Format() and Str() return strings in ASCII encoding, not UTF8

John_McKernon · February 27, 2018, 3:15pm

I was surprised to discover that the Format and Str functions return strings encoded as US-ASCII, not UTF8. Is there a good reason for this?

For example:

Dim Astr as String
Dim Bstr as String

Astr=format(45,"#######")
Bstr=str(45)

Both Astr and Bstr are US-ASCII encoded.

I’m just curious why this is an exception to the default UTF8 encoding.

Christian_Schmitz · February 27, 2018, 3:27pm

Well, if there is no non ASCII character, why not mark it as ASCII?
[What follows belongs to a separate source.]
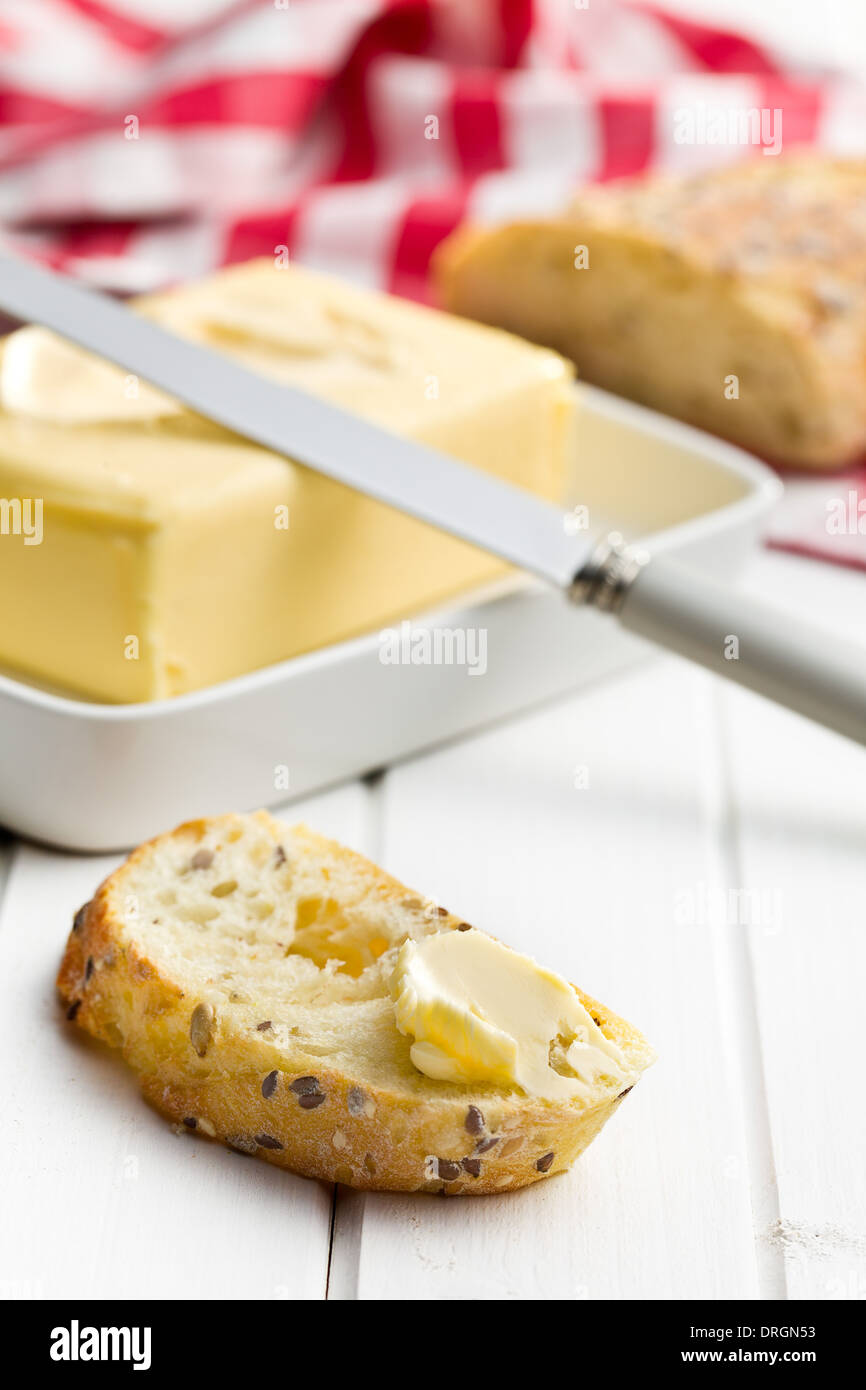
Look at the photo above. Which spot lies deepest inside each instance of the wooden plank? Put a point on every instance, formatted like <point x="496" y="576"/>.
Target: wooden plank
<point x="590" y="880"/>
<point x="798" y="797"/>
<point x="100" y="1198"/>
Markus_Winter · February 27, 2018, 3:36pm

[code]Sub Action() Handles Action
Dim enc As TextEncoding

Dim s As String
MsgBox s.Encoding.internetName // US-ASCII

s = “Whatever”
MsgBox s.Encoding.internetName // UTF-8

s = Str( “Whatever” )
MsgBox s.Encoding.internetName // UTF-8

s = Format( 45, “####” )
MsgBox s.Encoding.internetName // US-ASCII
End Sub[/code]

Tim_Parnell · February 27, 2018, 3:37pm

But guys, he’s only asking why this is.
I’m curious too.

Markus_Winter · February 27, 2018, 3:40pm

Me too. Seems illogical.

Jason_Parsley · February 27, 2018, 4:34pm

ASCII is a subset of UTF-8. UTF-8 includes all of US-ASCII as the first 128 code points.
If you concatenate this with a string that uses code points that are not in the US-ASCII set you get a UTF-8 string:

Dim s As String 
s = Format( 45, "####" )
MsgBox s.Encoding.internetName // US-ASCII
s = s + &u255
MsgBox s.Encoding.internetName // UTF-8

Markus_Winter · February 27, 2018, 4:38pm

@Jason: that doesnt exactly answer the question

Emile_Schwarz · February 27, 2018, 4:42pm

One Byte instead of two ?

Jason_Parsley · February 27, 2018, 4:46pm

Because it literally doesnt matter at all that it is US-ASCII.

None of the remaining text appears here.